[MRG+1] Change CV defaults to 5 #11557

aboucaud · 2018-07-16T15:02:18Z

Reference Issues/PRs

Fixes #11129 and takes over stalled PR #11139

What does this implement/fix? Explain your changes.

Add warning for models that do not specify an explicit value forcv or n_splits to prepare for a future deprecation of the default to 3 and an update of the default value to 5.

glemaitre · 2018-07-16T16:31:32Z

I see this is still WIP but it could be worth mentioning that you will have to decorate the tests which use the cv using the @pytest.mark.filterwarning to avoid showing the deprecation warning.

GaelVaroquaux

Looks great so far. A couple minor comments.

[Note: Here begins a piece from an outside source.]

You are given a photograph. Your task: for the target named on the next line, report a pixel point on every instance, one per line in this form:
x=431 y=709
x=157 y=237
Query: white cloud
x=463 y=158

GaelVaroquaux · 2018-07-17T12:28:28Z

doc/modules/cross_validation.rst

@@ -498,7 +499,7 @@ two slightly unbalanced classes::

  >>> from sklearn.model_selection import StratifiedKFold

-  >>> X = np.ones(10)
+    >>> X = np.ones(10)


This looks strange.

GaelVaroquaux · 2018-07-17T12:31:00Z

doc/whats_new/v0.20.rst

+
+- The default number of cross-validation folds ``cv`` and the default number of
+  splits ``n_splits`` in the :class:`model_selection.KFold`-like splitters will change
+  from 3 to 5 in 0.22 to account for good practice in the community.


"to account for good practice in the community." => "as 3-fold has a lot of variance".

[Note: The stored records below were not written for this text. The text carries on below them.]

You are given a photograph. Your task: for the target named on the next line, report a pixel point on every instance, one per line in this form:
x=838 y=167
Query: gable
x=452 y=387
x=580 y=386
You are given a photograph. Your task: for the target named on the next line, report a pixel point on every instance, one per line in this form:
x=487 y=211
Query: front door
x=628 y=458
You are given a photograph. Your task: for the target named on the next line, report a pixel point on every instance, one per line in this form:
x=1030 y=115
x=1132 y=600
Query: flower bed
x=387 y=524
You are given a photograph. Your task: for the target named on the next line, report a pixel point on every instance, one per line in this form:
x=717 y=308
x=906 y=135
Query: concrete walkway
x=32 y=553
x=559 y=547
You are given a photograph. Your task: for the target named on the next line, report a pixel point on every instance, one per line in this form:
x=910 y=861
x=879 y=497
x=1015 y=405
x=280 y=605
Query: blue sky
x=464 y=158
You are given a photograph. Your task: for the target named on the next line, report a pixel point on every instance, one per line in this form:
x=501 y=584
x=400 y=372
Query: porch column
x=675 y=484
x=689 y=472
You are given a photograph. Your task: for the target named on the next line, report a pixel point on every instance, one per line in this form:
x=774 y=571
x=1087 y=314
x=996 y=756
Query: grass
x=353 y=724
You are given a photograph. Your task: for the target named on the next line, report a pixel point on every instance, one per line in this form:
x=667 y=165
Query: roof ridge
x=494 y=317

GaelVaroquaux · 2018-07-17T12:32:46Z

sklearn/model_selection/_split.py

@@ -49,6 +49,17 @@
           'check_cv']


+NSPLIT_WARNING = (
+    "You should specify a value for 'n_splits' instead of relying on the "
+    "default value. Note that this default value of 3 is deprecated in "

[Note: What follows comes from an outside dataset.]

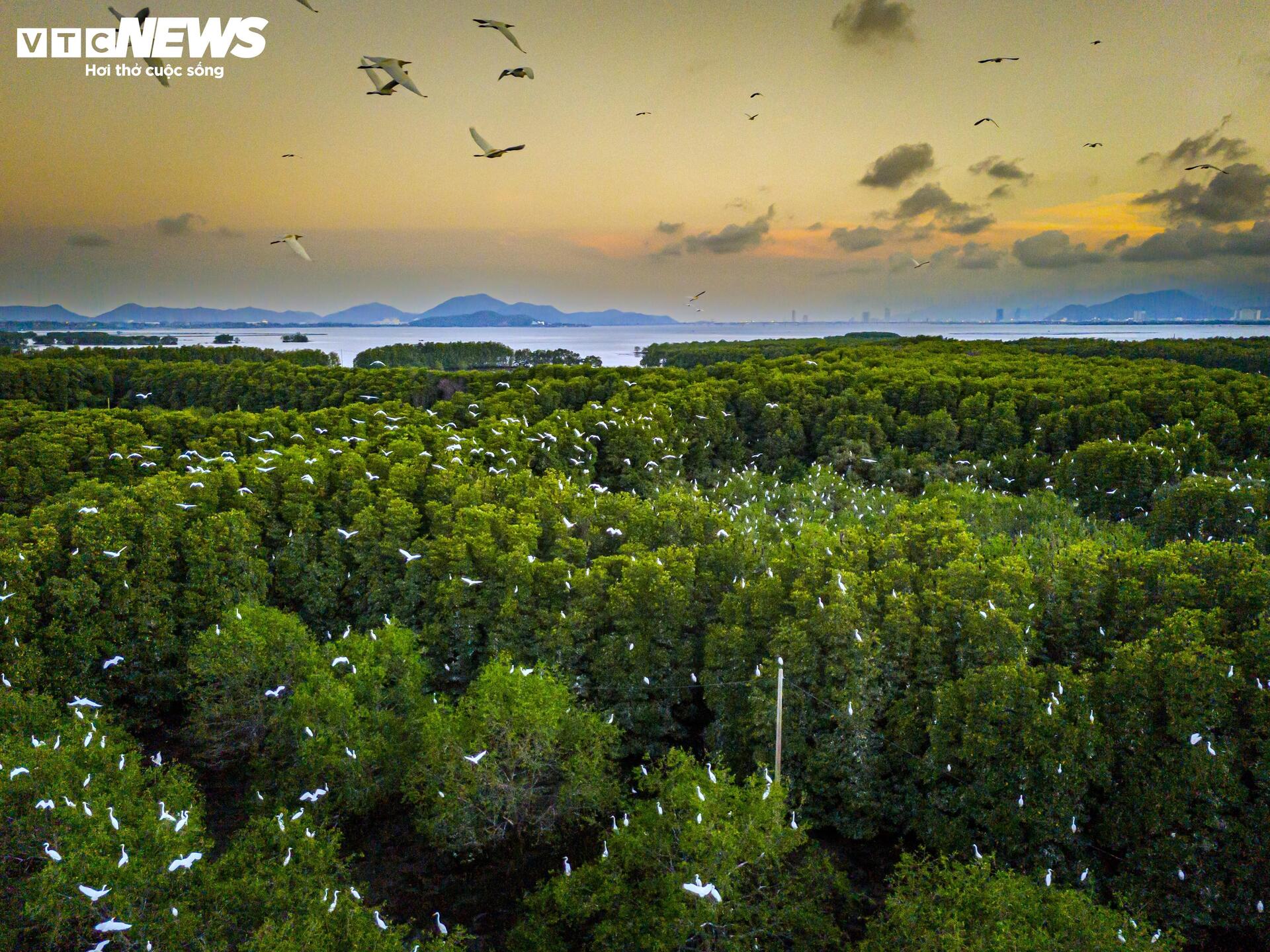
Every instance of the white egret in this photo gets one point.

Instead of "Note...", I would say "This default value will change from 3 to 5 in version 0.22."

GaelVaroquaux · 2018-07-17T12:38:17Z

I canceled the travis build as @aboucaud is pushing a new version soon.

GaelVaroquaux

LGTM.

+1 for merge.

amueller · 2018-07-17T14:31:08Z

sklearn/model_selection/_split.py

@@ -406,8 +420,11 @@ class KFold(_BaseKFold):
    RepeatedKFold: Repeats K-Fold n times.
    """

-    def __init__(self, n_splits=3, shuffle=False,
+    def __init__(self, n_splits=None, shuffle=False,


I thought we're gonna use 'warn' from now on?

You want to replace all None by "warn"? Fine with me.

@amueller for n_splits only or cv as well ?

amueller · 2018-07-17T14:31:26Z

looks good apart from None as sentinel vs 'warn'.

amueller · 2018-07-17T16:44:02Z

lgtm

GaelVaroquaux · 2018-07-17T16:49:16Z

We'll merge when travis is ready.

amueller · 2018-07-17T18:51:58Z

test errors :-/

jeremiedbb · 2018-07-17T21:26:35Z

doc/whats_new/v0.20.rst

+  splits ``n_splits`` in the :class:`model_selection.KFold`-like splitters will change
+  from 3 to 5 in 0.22 as 3-fold has a lot of variance.
+  :issue:`11129` by :user:`Alexandre Boucaud <aboucaud>`.
+


should be the number of the PR not the issue, right ?

dunno, you tell me sprint master.

aboucaud · 2018-07-18T00:08:23Z

Off to bed, will finish this tomorrow. Most of the work should be behind now.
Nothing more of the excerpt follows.